Value Learning for Irrational Toy Models
discussion post by Patrick LaVictoire 128 days ago | discuss

(This is a half-formed idea from discussions within MIRI; if it’s dumb, I take the full blame.)

In value learning contexts, it’s useful to have a toy model of human psychology, to see (for example) if a certain approach would work to learn the values of an idealized rational agent, but might robustly fail when faced with a more realistically constructed agent.

For example, here is a toy model of an irrational agent: take a world where the deterministic mapping $$f$$ from actions to outcomes is fully known, and take three different preference orderings on the set of outcomes. When the agent chooses among actions $$a_1, \dots, a_n$$, we first check whether any $$f(a_i)$$ dominates the others according to at least two of the preference orderings; if so, we take that action with certainty. Otherwise, we select randomly among the available actions. (This agent is a moral democracy, and if two of the three subagents agree on a policy, that policy is taken; otherwise, the agent hits a deadlock and acts at random.)

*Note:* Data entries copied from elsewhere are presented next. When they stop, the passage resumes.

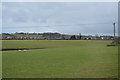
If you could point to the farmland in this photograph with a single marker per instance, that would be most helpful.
(60, 59)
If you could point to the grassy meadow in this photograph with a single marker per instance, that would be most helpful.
(60, 59)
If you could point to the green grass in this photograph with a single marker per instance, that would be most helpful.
(60, 59)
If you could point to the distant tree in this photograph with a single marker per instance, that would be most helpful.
(73, 37)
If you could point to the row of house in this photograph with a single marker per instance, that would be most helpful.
(56, 36)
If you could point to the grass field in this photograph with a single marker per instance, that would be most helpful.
(60, 59)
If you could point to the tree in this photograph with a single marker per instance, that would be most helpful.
(73, 37)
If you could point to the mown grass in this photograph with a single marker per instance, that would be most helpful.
(60, 59)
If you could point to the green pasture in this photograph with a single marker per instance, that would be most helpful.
(60, 59)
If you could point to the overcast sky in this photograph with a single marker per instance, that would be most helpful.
(63, 17)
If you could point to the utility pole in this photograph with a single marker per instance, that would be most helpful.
(114, 29)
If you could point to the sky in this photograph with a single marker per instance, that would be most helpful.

It is easy to construct agents of this form which exhibit circular preferences in binary choices. We can therefore ask whether a particular value learning algorithm would satisfy sensible desiderata when learning from such an agent. (For instance, if outcome $$X$$ strictly dominates outcome $$Y$$ according to all three preference orderings, we might desire that our value learning algorithm not act so as to result in $$Y$$ when it could instead have acted so as to result in $$X$$.)

# The Hard Problem of Value Learning

But of course, a human brain is not even as simple as that toy model of irrationality. I’ve thought it might be useful to sketch out the level of generality that I actually believe is necessary, in order to show how hard the problem may be to get right.

Human brains do some amount of consequentialist reasoning [citation needed], so arguably at some point of cognition there exist heuristics for evaluating the overall desirability of various outcomes. We would like our value learning process to infer these heuristics and take them into account (this seems necessary, not sufficient).

We cannot assume that the human will take actions that effectively argmax these heuristics (though it will strongly correlate in some regime); we cannot assume whether these heuristics give us values for states, or for action-state pairs; we cannot assume that these heuristics make use of all the important information from the original observations, etc.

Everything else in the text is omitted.